Interrogé sur l’envoi par l’application sur le serveur central de données personnelles, dont le nombre a été jugé plus important que prévu par un chercheur interrogé par Médiapart, Cédric O a répliqué que « la manière dont fonctionne StopCovid n’est en aucun cas une révélation : on remonte les données des contacts croisés et le calcul d’exposition s’effectue sur le serveur (protocole Robert) ». Cette procédure n’était, jusque-là, pas si limpide à tel point que la Cnil semblait la découvrir le 18 juin, selon les informations de Numérama
Il faut donc retenir que l’appareil utilisateur de l’application enregistre tous les téléphones à proximité, qu’importe la durée et la distance. Toutes ces données remontent ensuite jusqu’au serveur central, qui se charge de les trier et de ne conserver que celles comprises dans les téléphones près desquels l’utilisateur de l’application est resté en contact à moins d’un mètre de distance et pendant plus de quinze minutes.

Une mise à jour et deux changements le 25 juin
Cédric O a conclu la question en parlant « d’incompréhension »  et en expliquant qu’un « filtre prévu dès l’origine »  mais « qui n’était pas prêt jusqu’ici »  permettra dès jeudi, date de la mise à jour de l'application, de ne pas remonter « les contacts dont les incidences sont trop faibles », c’est-à-dire ceux dont la durée de proximité est inférieure à « une ou deux minutes ». Développé par Orange, un captcha « autonome » qui permet à l'application de comprendre qu'elle a bien affaire à un être humain, et non à un robot, prendra le relais, le même jour, du captcha fourni par Google.
Précision technique supplémentaire : le traçage des contacts d'une personne diagnostiquée positive avec symptôme(s) sera réalisé sur les deux jours qui précèdent l'apparition des symptômes.
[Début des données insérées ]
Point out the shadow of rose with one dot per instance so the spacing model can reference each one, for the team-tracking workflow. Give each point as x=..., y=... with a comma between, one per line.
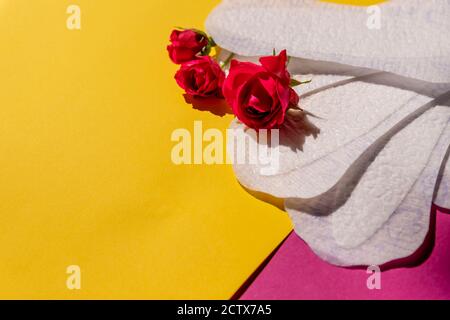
x=216, y=106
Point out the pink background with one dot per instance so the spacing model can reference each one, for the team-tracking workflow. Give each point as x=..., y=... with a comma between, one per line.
x=295, y=272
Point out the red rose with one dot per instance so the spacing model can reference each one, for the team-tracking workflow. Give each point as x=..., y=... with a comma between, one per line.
x=185, y=45
x=201, y=77
x=260, y=95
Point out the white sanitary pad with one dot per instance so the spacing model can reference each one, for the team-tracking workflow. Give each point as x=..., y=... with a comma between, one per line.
x=412, y=40
x=442, y=192
x=392, y=224
x=359, y=170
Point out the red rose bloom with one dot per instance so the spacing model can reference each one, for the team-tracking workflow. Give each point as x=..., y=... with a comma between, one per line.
x=201, y=77
x=185, y=45
x=260, y=95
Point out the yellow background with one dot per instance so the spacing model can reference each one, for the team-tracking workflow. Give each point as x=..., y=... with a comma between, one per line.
x=85, y=169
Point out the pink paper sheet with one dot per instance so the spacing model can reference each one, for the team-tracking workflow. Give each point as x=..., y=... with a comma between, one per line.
x=295, y=272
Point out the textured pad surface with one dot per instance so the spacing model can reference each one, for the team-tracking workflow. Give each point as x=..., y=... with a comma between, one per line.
x=391, y=215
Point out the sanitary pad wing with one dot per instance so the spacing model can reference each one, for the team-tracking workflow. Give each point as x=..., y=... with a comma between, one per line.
x=412, y=39
x=388, y=215
x=317, y=150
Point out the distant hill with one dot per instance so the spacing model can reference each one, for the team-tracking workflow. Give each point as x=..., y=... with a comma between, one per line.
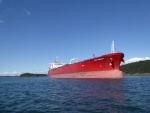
x=32, y=75
x=137, y=68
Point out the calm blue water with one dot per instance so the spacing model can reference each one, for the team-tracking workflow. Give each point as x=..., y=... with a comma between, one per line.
x=45, y=95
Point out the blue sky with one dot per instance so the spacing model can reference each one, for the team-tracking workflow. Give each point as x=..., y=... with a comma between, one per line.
x=34, y=32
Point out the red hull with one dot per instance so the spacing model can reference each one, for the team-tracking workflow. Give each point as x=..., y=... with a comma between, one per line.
x=105, y=66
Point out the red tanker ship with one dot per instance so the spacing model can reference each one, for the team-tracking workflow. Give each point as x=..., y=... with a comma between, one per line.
x=105, y=66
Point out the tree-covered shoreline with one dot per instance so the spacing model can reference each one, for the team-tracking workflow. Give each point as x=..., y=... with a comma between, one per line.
x=136, y=68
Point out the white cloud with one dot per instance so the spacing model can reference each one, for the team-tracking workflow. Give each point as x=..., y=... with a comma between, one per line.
x=27, y=12
x=136, y=59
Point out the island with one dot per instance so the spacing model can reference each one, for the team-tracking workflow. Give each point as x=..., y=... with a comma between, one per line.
x=32, y=75
x=136, y=68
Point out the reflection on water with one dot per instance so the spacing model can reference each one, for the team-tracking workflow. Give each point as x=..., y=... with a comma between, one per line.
x=88, y=95
x=128, y=95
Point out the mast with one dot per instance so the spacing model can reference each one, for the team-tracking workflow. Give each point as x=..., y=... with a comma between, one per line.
x=112, y=47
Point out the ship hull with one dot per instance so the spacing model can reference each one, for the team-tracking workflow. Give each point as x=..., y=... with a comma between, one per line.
x=105, y=66
x=112, y=74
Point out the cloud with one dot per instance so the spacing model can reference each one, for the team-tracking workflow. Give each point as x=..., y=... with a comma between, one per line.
x=27, y=12
x=136, y=59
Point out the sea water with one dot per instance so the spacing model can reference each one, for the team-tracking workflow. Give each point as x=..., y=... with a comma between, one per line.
x=44, y=95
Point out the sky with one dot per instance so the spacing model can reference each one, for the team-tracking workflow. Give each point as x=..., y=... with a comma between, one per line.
x=34, y=32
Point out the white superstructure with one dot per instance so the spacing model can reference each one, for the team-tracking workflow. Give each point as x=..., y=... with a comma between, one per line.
x=56, y=64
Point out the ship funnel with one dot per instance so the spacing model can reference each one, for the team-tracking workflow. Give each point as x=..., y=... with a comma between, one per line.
x=112, y=47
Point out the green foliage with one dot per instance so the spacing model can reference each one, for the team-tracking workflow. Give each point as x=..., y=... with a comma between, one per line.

En revanche, le traçage des contacts d'une personne positive sans symptôme se fera sur les 14 derniers jours. 

Interopérabilité européenne
Autres ambitions de l’application dans un futur proche : « améliorer la réponse sanitaire autour de StopCovid »  ; « agir spécifiquement sur les clusters et les zones oranges et rouges », notamment à Mayotte ou en Guyane, particulièrement touchés par le virus en ce moment. Une opération de promotion par SMS a ainsi été réalisée à Mayotte pour vanter les mérites de l'application. Le secrétaire d’État réfléchit aussi à « la possibilité de se déclarer positif via le médecin traitant en Guyane », département où l’application StopCovid pourrait être « mise à disposition dans six langues différentes ».
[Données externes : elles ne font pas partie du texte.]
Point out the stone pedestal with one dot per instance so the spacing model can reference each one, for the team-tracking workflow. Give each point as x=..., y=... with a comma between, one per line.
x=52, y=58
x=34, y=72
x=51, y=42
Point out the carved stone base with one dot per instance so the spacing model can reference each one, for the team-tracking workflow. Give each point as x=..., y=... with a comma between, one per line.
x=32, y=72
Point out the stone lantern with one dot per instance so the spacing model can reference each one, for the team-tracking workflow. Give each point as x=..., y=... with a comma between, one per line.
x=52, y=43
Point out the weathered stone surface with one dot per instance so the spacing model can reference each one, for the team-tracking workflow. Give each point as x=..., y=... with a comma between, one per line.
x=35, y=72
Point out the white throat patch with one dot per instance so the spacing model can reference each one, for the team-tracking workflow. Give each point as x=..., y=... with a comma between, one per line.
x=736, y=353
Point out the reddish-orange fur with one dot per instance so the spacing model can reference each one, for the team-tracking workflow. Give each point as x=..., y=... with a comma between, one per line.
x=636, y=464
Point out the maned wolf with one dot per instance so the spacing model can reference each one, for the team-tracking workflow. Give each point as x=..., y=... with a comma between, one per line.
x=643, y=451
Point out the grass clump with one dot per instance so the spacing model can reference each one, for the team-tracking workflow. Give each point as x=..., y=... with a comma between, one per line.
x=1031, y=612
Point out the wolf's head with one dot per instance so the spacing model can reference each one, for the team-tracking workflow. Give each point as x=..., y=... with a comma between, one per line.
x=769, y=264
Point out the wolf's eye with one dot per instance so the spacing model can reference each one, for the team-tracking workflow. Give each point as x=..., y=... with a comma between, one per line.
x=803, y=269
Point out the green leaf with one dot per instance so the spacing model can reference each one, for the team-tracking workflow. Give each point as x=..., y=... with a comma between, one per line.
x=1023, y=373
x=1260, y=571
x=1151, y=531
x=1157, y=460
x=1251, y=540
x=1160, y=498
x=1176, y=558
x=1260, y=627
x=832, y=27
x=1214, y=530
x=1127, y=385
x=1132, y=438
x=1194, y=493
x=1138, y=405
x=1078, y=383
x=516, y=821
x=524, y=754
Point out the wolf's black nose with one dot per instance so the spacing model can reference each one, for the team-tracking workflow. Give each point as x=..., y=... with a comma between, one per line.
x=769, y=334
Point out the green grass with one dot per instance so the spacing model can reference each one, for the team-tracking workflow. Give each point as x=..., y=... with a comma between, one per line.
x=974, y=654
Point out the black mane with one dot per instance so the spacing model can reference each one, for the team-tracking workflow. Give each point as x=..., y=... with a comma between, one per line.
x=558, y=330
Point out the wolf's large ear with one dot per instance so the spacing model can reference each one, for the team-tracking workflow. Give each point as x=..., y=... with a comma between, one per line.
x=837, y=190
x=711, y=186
« L’interopérabilité européenne », dont Cédric O déplore l'absence - la France a fait le pari d'une « solution souveraine avec une approche centralisée »  -, a, enfin, été identifiée comme le dernier chantier des semaines à venir. « Nous travaillons avec des équipes espagnoles et allemandes sur la construction d’un prototype de l'implémentation de ce nouveau protocole (DESIRE) pour être disponible dans la première quinzaine du mois de juillet », a annoncé Bruno Sportisse, P-DG de l’Inria, institut de recherche qui pilote le développement de l'application.

200 000 euros par mois
Des pays européens dans lesquels ni le coût, qui a fait l'objet, le 12 juin, d'une saisie du parquet national financier par l'association Anticor en France (près de 200 000 euros par mois en France contre 20 millions d'euros en Allemagne) ni le taux de pénétration de l'application (10 millions d'Allemands l'ont téléchargée) ne sont les mêmes. « Ce que je pense, c’est que cela ne dit rien de l’application, mais cela dit tout de nos différences culturelles, et éventuellement de la différence d’appréciation du comportement du gouvernement », a conclu Cédric O.